Wednesday, July 25, 2018

Washington Times criticizes lack of patent rights, but what about the trolls?

The Washington Times has an op-ed, July 24, by Jon Kyl and Joshua Wright, “Preserving American industrial competitiveness” with the byline “It depends on strong and reliable patent rights”, link .

The article suggests that companies are infringing on patents rather than negotiate for “fair licenses” (what is called “efficient infringement”).
But the article doesn’t talk about the issue of patent trolling, which is a terrible issue with “abstract processes” and sometimes software patents.  So what about EFF’s “stupid patent of the month”?

Wednesday, July 04, 2018

Foreign language teacher and online course author fends of another "stupid patent of the month"
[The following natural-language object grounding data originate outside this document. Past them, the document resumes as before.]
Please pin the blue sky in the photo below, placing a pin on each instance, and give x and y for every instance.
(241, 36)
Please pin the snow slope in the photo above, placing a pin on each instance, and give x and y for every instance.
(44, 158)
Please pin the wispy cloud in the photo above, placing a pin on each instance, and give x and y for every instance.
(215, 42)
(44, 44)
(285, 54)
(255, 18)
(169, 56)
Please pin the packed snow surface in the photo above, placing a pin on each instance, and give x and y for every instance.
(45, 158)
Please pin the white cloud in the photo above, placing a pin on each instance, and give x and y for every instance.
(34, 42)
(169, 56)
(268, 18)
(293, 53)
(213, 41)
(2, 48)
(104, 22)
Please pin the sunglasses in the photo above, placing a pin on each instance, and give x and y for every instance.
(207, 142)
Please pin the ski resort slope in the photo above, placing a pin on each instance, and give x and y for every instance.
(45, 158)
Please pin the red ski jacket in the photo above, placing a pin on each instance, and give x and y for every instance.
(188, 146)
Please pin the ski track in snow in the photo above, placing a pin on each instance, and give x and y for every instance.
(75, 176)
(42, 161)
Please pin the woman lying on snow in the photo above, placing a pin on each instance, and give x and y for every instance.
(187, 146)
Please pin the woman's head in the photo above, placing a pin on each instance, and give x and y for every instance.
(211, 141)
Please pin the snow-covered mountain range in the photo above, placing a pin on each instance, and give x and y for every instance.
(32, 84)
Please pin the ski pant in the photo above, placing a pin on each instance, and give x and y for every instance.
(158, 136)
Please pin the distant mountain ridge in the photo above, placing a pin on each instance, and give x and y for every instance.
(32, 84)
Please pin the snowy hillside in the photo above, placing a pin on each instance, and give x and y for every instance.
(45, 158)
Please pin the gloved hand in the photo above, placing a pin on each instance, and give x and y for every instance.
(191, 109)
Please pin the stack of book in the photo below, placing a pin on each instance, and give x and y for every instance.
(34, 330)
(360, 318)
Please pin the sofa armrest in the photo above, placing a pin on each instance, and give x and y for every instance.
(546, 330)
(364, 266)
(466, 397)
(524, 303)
This story sounds like one of the worst abuses of patent of all time.
A language teacher Mihalis Eleftheriou was served notice that his Language Transfer online classes project infringed on a patent that seemed based on only the abstract process of teaching a foreign language through a recorded medium.  That reminds me of the language lab at GW back in 1962 when I was taking freshman German.

Electronic Frontier Foundation displays the letter it sent to the plaintiff in respect July 2 
  and describes the incident in an article by Robert Nazier here

The plaintiff even demanded that he cancel plans to publish a book about his lessons.  Censorship like this is not even covered by patent law.

This is a rather shocking story.  But occasionally big corporate interests are running wild in their attempt to quell any conceivable competition, as we find out from all the other issues right now (ranging from net neutrality to the new fight in Europe over the Copyright Directive).

Thursday, June 28, 2018

"Red Hen" businesses get a quick lesson in "trademark" in the eyes of the people

I don’t have my own pictures of any Red Hen restaurants, and I may get one in DC this weekend.  I understand the one in Lexington VA may be closed for a little while, not sure when to make a visit.

The trashing of other businesses called “Red Hen” along the entire East Coast has pointed out that similarly named restaurants or retail stores that are not parts of trademarked franchises are indeed running into this sort of concern by a somewhat illiterate public, often with extremists on all sides of the political spectra. I’m used to seeing this, as I drive around a lot.  It’s common to see food businesses in West Virginia use the same names as those in Virginia but be totally independent (not franchises).  I’ve blogged about it, and made a couple of them nervous!  The Internet has changed the way the public perceives branding and even local business names.

Trademark, however, is partly based on the notion that an average consumer is not supposed to be responsible for knowing how all these businesses are run.  I learned a little more about this than some people growing up because my father traveled around a lot as a salesman (manufacturer’s representative) so I had some idea what a “brand” really means even from family upbringing.

The other comment about the Red Hen matter is, of course, is this the right wing’s just desserts, or their “own medicine”, for Masterpiece Cakeshop?  Is this Sarah Sanders’s personal karma?   You know the old adage, be careful what you wish for.
I do not personally condone business owners’ refusing to serve anyone for religious or political reasons.